【北京=河北彬光】中国南部の広東省珠海市のスポーツセンターで11日夜、故意に暴走させたとみられる車両が次々と歩行者をはねた。地元警察は12日夜、35人が死亡、43人が負傷して病院で治療を受けていると発表した。運転手の男(62)は現場で自らを切りつけ、病院に搬送された。

◆離婚後の不満で?「無差別事件」

 在広州日本総領事館によると、被害者に日本人がいるとの情報はない。在中国日本大使館は、人が集まる場所で事件が相次いでいるとして注意喚起をした。  警察発表などによると、11日午後7時50分ごろ、男が小型のスポーツタイプ多目的車(SUV)を運転し、センター内の道路にいた人たちを次々とはねた。現場は散歩する市民が多く、本来は車が入れないが、男は無理やり敷地に進入した。男は現場で警察に取り押さえられる際に所持していた刃物で自身の首を切りつけ、意識不明だという。

◆当局はSNS投稿を次々削除

 警察は初期捜査の結果、男が離婚後の財産分与を巡る不満から事件を起こしたとも発表した。香港メディアは「無差別事件」だと報じている。

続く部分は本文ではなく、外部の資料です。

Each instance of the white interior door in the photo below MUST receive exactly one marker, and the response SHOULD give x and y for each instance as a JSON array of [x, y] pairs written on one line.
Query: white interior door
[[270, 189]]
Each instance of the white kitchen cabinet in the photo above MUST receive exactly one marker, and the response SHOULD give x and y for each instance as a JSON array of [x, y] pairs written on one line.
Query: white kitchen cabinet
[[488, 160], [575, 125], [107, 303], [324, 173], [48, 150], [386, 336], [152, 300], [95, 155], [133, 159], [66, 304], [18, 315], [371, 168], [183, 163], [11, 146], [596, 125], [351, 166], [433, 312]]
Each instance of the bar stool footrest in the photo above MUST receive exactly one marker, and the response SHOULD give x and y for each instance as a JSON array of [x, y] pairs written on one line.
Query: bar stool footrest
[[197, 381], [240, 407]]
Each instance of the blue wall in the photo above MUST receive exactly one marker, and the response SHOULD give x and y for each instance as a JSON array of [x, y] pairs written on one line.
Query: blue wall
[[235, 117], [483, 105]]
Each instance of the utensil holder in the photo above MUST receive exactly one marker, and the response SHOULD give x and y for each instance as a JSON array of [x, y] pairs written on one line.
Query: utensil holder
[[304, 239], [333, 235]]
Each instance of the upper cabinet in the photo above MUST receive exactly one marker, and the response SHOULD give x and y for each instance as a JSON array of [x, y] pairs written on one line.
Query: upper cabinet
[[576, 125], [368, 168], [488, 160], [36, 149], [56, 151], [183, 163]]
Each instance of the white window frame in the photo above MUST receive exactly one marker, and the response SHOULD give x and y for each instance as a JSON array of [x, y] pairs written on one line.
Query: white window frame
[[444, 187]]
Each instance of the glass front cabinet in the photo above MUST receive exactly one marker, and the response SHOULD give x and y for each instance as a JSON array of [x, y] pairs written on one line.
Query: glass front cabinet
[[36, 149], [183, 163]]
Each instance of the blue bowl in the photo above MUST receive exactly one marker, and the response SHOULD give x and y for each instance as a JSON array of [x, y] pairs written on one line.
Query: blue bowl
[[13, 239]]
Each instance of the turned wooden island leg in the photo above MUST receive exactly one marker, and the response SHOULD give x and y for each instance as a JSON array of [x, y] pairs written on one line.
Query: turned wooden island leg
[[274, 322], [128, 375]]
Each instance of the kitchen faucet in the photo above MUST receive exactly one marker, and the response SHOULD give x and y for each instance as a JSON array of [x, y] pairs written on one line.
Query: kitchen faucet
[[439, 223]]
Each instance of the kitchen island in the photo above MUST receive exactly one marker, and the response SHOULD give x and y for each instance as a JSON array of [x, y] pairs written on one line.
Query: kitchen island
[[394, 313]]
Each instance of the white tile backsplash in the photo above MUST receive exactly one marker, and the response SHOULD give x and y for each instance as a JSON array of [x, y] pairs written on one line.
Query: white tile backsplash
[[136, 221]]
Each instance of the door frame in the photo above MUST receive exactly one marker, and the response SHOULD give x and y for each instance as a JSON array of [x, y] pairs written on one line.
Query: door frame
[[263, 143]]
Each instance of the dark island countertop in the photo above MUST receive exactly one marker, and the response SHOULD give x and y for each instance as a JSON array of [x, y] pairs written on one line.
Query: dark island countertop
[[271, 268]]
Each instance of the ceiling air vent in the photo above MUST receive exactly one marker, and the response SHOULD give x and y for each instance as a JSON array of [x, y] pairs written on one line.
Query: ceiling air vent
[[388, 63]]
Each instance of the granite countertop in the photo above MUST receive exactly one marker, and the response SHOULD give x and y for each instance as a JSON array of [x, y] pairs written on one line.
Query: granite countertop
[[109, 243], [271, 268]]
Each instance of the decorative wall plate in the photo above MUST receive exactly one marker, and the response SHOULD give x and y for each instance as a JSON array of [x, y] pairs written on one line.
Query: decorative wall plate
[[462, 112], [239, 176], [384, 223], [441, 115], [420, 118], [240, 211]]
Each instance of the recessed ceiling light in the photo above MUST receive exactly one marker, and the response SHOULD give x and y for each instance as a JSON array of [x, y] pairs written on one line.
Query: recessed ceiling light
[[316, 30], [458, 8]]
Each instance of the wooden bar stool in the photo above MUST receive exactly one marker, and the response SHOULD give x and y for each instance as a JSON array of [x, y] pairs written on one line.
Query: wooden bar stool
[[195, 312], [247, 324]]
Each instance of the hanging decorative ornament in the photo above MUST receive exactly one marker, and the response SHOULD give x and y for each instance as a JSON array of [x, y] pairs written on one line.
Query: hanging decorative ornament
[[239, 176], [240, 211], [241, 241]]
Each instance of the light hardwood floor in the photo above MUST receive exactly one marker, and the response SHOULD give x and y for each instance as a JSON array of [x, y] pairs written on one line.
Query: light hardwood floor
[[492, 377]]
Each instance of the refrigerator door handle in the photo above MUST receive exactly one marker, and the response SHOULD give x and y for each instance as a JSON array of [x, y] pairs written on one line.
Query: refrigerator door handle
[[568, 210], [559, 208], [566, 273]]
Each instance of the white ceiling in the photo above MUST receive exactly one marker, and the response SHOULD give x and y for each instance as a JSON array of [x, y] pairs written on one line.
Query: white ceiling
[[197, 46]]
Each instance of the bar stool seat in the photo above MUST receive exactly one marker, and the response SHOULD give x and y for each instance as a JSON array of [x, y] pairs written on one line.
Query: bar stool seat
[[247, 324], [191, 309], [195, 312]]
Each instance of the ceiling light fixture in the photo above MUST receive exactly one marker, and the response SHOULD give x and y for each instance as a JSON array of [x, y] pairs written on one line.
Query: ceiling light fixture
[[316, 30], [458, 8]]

習近平(しゅうきんぺい)国家主席は12日、人命救助に全力を尽くし、容疑者を厳罰に処するよう指示を出した。

中国の国旗

 中国の交流サイト(SNS)では事件に関する投稿が次々と削除され、当局が影響拡大を懸念して規制しているとみられる。珠海市では12日から国際航空宇宙ショーが始まり、各地から多くの人が訪れていた。  中国では公の場所で車を暴走させたり人を刺したりする事件が頻発し、9月には深圳日本人学校の男児が登校中に刺殺される事件も起きた。長引く経済停滞で社会の不満がたまっているとの指摘も出ている。